What if you could make your fuzzer ask an LLM about the correct structure and order of protocol messages as specified in hundreds of pages of RFC?

🎉 Accepted @ NDSS'24
📝 https://mpi-softsec.github.io/papers/NDSS24-chatafl.pdf
🧑‍💻 https://github.com/ChatAFLndss/ChatAFL

Led by Ruijie Meng w/ Martin Mirchev and Abhik Roychoudhury

@mboehme

Correct?

But LLMs are random!

Proving correctness needs to be checked conventionally.

"LLMs prove to be effective in
enriching initial seeds" - that sounds pretty different to me. Finding potential faults is necessary, but it doesn't give a correct structure.
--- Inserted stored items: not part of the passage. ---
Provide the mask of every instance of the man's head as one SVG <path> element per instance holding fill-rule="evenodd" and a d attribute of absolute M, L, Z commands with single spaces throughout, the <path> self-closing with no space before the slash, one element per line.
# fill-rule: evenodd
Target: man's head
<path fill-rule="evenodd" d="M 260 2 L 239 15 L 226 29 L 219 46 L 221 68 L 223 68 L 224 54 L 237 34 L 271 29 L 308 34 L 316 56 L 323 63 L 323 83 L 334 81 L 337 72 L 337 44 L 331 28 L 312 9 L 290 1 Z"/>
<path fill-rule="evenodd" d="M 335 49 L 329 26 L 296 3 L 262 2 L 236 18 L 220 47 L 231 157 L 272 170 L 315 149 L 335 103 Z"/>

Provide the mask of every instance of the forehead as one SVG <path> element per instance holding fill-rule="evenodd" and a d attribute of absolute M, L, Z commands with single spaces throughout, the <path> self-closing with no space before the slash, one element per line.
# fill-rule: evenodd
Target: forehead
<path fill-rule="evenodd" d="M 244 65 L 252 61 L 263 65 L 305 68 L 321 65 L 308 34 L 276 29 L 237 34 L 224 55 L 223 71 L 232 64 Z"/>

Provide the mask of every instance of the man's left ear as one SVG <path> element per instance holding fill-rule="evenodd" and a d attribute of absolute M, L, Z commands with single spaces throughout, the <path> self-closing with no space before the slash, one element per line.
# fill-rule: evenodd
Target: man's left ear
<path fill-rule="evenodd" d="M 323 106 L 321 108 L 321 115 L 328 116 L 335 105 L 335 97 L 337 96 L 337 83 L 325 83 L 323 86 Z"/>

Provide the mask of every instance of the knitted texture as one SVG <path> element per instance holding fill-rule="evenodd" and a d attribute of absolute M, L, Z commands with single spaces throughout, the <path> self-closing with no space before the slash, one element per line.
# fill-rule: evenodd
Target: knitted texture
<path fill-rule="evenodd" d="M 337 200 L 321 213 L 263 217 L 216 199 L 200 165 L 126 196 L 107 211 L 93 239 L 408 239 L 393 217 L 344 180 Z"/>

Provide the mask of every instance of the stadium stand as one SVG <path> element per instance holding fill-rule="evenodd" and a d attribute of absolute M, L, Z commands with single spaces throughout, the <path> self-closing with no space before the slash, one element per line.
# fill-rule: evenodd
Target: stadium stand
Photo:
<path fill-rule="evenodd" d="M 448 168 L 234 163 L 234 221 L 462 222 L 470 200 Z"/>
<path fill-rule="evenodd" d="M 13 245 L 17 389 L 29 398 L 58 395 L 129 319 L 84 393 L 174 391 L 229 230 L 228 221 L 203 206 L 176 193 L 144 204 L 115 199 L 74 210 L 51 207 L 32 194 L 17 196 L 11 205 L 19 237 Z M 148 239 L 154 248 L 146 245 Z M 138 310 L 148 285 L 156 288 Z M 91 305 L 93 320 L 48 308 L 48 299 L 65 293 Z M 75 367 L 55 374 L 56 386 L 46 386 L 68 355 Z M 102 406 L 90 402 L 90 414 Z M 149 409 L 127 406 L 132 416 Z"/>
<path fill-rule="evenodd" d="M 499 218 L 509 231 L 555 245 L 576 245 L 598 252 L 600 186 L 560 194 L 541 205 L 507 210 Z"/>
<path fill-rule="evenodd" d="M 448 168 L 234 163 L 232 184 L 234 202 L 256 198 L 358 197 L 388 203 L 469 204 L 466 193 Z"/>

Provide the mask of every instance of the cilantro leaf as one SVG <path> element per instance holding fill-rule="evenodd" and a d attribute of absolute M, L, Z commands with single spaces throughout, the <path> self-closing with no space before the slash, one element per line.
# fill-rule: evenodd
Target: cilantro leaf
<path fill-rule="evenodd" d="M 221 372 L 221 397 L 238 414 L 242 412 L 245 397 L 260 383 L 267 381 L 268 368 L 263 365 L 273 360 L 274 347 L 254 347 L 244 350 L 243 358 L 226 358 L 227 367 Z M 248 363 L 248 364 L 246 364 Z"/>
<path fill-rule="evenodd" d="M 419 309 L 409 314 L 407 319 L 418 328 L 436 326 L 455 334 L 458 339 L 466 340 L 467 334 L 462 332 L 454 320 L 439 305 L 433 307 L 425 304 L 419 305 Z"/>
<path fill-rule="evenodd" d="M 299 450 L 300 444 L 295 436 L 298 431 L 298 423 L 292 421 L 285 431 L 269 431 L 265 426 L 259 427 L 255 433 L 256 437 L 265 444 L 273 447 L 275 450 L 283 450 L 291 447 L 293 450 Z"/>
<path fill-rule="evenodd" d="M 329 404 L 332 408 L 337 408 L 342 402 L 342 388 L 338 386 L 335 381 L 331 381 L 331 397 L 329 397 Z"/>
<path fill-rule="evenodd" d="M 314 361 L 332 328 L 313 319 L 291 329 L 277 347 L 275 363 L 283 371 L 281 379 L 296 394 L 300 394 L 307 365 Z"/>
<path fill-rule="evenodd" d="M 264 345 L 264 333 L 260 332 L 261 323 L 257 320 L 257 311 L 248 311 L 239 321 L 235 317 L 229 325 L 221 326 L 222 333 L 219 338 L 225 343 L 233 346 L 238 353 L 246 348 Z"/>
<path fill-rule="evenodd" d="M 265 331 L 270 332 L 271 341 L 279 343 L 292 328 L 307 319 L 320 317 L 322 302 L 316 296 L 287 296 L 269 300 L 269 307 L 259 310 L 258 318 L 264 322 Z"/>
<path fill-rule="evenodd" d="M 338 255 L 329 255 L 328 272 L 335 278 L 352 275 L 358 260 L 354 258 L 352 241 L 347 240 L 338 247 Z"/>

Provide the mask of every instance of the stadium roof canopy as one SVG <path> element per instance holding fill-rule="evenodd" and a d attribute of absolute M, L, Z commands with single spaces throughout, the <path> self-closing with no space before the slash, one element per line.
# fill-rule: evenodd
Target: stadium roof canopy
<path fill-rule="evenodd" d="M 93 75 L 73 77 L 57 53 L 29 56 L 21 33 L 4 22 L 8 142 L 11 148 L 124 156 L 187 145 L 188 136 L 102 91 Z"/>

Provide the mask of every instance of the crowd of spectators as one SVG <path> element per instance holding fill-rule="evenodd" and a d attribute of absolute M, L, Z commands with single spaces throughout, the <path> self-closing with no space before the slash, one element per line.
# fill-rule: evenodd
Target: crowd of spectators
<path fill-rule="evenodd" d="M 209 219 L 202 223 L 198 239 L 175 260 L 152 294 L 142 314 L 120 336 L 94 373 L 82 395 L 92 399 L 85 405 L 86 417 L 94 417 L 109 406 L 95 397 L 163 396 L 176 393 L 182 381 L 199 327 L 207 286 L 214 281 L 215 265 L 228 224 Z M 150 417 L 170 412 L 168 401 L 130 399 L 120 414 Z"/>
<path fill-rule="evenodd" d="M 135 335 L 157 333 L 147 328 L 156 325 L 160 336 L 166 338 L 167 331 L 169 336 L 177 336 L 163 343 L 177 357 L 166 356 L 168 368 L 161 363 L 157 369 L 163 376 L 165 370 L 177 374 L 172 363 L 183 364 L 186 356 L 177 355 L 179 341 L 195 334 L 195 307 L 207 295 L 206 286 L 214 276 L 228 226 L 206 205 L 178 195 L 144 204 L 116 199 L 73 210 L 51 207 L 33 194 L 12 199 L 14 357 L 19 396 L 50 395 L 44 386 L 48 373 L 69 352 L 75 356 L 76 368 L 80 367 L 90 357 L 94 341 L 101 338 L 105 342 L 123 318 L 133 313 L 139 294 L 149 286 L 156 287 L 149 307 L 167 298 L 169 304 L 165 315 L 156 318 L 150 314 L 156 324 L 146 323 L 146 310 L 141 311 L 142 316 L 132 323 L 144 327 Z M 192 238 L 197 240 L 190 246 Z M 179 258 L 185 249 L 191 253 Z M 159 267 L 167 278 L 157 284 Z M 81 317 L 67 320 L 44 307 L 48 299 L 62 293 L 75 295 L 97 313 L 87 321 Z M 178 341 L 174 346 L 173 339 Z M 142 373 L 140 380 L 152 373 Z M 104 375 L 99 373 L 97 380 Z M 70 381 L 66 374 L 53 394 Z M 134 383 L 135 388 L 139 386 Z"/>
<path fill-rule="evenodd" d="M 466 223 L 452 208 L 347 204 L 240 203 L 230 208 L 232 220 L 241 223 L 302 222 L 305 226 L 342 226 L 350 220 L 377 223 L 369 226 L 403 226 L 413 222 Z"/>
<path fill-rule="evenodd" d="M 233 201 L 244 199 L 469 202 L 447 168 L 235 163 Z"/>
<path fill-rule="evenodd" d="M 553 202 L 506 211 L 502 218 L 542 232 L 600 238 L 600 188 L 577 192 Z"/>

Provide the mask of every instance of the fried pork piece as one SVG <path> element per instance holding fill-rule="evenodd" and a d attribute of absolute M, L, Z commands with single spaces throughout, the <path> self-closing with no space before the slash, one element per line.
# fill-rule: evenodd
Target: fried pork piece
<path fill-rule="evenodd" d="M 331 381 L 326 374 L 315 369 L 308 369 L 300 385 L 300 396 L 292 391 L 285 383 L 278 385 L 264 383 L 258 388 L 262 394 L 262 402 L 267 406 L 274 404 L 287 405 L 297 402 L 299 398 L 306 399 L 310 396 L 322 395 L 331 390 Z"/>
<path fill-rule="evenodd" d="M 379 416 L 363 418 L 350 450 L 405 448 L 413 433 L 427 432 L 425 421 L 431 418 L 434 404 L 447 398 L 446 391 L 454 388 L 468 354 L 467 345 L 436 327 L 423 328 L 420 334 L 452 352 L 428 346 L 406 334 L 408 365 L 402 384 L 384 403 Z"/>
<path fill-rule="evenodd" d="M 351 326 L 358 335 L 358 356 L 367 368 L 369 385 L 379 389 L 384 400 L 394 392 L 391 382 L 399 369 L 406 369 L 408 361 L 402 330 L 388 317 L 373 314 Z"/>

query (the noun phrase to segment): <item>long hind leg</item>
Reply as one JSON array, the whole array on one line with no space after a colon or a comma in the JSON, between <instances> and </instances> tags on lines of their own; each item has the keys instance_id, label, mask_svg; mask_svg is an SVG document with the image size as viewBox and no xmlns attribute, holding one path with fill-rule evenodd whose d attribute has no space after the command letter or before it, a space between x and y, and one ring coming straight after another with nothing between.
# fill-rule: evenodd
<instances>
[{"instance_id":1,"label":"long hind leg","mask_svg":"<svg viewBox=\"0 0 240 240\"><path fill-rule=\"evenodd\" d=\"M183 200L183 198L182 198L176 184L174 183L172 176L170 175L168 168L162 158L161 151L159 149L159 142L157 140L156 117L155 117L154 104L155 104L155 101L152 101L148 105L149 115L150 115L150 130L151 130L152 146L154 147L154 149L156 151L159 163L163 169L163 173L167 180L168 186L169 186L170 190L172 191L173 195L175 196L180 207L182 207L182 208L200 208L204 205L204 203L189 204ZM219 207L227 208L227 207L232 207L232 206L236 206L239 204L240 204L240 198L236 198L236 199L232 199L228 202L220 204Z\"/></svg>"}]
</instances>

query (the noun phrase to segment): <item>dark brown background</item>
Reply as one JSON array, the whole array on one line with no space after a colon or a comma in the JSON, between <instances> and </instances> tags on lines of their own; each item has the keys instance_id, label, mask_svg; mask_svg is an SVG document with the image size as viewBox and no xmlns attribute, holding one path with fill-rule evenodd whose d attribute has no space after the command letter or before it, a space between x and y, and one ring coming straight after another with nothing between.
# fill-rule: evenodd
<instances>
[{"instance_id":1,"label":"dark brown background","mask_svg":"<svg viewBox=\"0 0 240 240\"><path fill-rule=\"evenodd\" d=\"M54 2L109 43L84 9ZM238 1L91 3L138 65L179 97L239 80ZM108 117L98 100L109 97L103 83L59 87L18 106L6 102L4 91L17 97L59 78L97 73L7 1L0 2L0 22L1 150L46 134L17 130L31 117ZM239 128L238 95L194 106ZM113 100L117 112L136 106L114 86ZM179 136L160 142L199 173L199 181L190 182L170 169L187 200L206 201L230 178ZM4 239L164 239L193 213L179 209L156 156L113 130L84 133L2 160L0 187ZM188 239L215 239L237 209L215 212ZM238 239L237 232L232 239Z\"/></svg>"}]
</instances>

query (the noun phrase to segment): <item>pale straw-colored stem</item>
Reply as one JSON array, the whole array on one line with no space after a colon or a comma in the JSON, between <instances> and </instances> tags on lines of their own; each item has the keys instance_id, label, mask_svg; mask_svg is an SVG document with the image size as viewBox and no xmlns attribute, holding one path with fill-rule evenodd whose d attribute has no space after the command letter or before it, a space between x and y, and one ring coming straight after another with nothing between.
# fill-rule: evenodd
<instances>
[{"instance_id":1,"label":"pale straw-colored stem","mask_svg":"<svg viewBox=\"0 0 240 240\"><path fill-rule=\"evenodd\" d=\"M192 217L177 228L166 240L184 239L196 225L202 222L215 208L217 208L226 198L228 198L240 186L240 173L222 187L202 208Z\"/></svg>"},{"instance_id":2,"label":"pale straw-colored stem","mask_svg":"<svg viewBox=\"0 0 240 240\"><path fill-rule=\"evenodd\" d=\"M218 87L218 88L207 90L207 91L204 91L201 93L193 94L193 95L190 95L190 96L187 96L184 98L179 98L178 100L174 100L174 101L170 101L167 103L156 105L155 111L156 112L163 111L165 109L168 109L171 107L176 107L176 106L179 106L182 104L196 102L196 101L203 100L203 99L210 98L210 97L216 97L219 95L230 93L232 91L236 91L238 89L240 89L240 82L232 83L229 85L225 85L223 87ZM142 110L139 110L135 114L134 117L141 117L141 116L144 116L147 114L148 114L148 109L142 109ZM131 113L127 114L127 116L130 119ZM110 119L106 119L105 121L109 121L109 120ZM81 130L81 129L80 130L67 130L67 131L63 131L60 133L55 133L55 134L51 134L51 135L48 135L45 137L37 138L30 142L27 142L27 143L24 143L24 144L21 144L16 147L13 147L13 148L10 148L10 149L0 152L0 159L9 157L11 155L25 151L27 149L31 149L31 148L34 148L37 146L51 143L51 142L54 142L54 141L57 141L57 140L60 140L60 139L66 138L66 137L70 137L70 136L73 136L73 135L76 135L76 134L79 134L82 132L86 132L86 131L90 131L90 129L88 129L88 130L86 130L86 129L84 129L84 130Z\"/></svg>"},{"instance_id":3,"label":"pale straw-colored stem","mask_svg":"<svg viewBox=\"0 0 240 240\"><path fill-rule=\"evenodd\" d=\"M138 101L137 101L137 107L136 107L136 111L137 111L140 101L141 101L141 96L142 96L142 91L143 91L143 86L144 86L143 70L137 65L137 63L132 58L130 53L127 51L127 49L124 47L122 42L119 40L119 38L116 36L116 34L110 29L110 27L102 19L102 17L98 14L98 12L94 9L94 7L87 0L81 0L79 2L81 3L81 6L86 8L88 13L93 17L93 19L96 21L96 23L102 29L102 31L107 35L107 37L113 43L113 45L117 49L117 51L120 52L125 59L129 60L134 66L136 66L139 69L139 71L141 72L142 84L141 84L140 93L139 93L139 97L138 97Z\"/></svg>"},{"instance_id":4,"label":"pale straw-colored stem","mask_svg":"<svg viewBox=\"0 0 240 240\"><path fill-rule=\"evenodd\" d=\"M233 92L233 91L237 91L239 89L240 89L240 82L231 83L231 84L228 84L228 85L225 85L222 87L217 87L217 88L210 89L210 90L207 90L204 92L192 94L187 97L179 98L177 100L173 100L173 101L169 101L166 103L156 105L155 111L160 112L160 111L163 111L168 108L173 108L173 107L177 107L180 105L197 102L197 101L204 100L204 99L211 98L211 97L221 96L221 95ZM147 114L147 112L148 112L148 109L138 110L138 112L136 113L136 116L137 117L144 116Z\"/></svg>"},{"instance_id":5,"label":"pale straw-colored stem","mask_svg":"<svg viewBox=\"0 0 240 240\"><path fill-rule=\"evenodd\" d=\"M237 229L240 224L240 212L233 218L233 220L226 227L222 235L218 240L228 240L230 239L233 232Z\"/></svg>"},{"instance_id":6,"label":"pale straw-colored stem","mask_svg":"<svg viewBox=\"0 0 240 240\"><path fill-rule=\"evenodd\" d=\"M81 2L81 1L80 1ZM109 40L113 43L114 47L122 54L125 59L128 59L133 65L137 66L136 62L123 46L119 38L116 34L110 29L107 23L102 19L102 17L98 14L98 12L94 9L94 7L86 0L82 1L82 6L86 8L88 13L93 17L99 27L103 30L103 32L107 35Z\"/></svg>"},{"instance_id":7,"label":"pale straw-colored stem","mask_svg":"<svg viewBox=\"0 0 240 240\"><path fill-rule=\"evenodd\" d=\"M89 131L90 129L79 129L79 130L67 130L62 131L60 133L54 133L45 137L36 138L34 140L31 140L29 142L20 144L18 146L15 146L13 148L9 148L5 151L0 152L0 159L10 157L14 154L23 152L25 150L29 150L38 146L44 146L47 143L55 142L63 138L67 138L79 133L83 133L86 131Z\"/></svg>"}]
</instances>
@AdeptVeritatis Oh, with "prove to be effective" we just mean "our experiments demonstrate". We just use the capability of an LLM to translate specific aspects of human-written RFCs into machine-readable format. There are self-consistency checks to reduce hallucination, and whichever hallucination remains might even help the fuzzing process (slightly corrupting messages).

@mboehme

With this years models.

But those models will be (economically) worthless next year. So they will be replaced with new models. These models will already contain the hallucinations from today.

And then they are baked into it and you can never do something against it, because the hallucinations have become part of the inner reality of these models. AND YOU ARE NOT IN CONTROL OF THE MODELS.